Understand the Tax Implications of Selling Your House

July 28, 2017 4:20 PM0 commentsViews: 10

 

Taxes are an inevitable issue with a home sale, and it’s definitely worth a seller’s time to know the tax implications of selling a house. But your head doesn’t have to spin. Here’s some straight talk on some of the basics.

What You Need to Know About Federal Taxes

Although you don’t pay federal property taxes on your house, there can be federal taxes to pay on the income from its sale. But not for everyone. The Taxpayer Relief Act of 1997 says you do NOT have to pay capital gains tax on your home sale if:

  • You have lived in the house full-time for at least two of the previous five years, meaning it is a primary residence
  • Your profit (the sale price minus the price you paid for the house) is under $250,000 if single or $500,000 if married

If you do have profits over these amounts, the capital gains tax rate is 0% for people in the bottom tax brackets, 15% for most of us, and 20% for those in the top brackets.

There can be exceptions if you are selling under duress, because of a health crisis or lost employment.

On another “federal” note, some misunderstanding has arisen out there about capital gains tax under the Affordable Care Act. There is NOT an automatic 3.8% tax on all home sales.

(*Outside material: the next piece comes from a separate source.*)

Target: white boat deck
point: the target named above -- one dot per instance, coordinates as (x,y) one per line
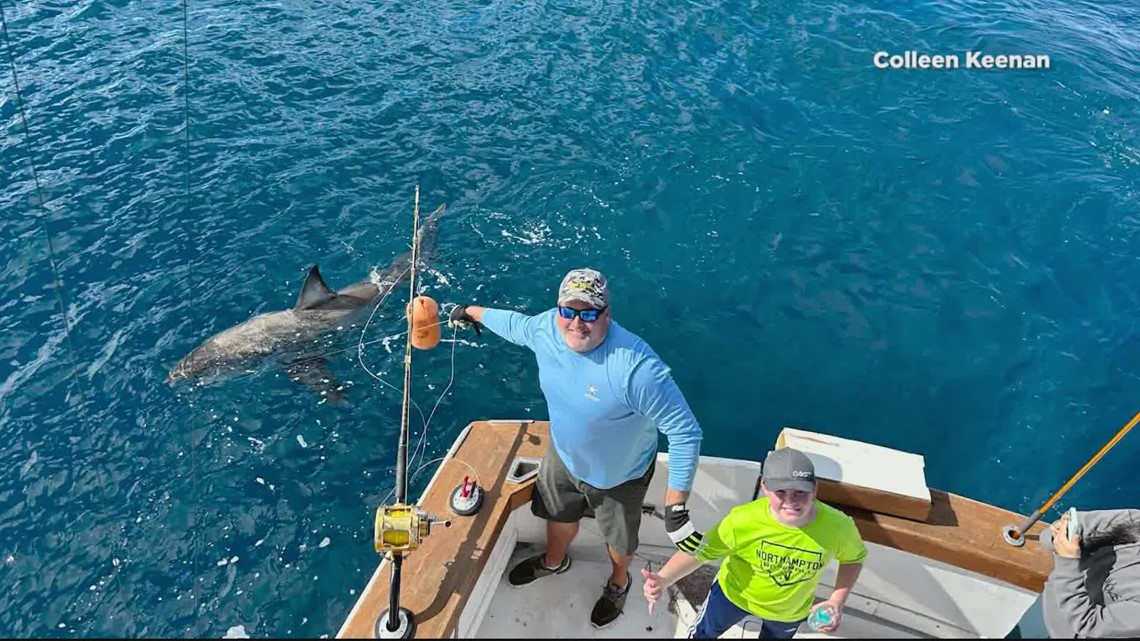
(945,576)
(559,606)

Real Estate Tax for Sellers and Buyers

The seller pays the property tax from the start of the tax year to the date of closing (the tax year varies by state, so you can check yours on this listing of property tax calendars). After the closing date, the buyer is responsible for the rest of the year’s taxes.

If you prepaid your real estate tax for the year and then sell the house, the buyer should reimburse you a prorated amount. Make sure that’s in the contract they sign! Likewise, if you owe taxes, the contract will need to include the prorated amount that you’ll pay the buyer.

Writing It Off

The IRS assumes the seller paid property tax up to the date of sale, so you can itemize that amount as a deduction for that year.

If you’re selling because you’re relocating for a job, you can write off some costs if the following applies:

  • The distance between old and new jobs is 50+ miles more than your previous commute
  • You work full time 39+ weeks in the new location your first year there
  • You work full time 78+ weeks within two years if you are sole proprietor or partner and have transferred yourself

Here’s what you can write off:

  • The cost of packing, shipping, and insuring possessions, including 30 days of storage
  • Moving costs, such as lodging along the way and gas/mileage
  • The cost of switching utilities from your old to your new home

Get IRS form 3093 (Moving Expenses).

When to Ask a Specialist

Some selling situations come with trickier tax questions you should bring to an attorney, and your real estate agent may be able to recommend one. These questions might include:

  • Dealing with estate taxes
  • Putting a property in the name of an estate or company instead of in your own name
  • Buying or selling property in the United States if you are not a citizen or a resident

Taxes can be a complicated, but knowing the basics helps you do further research and ask the right questions.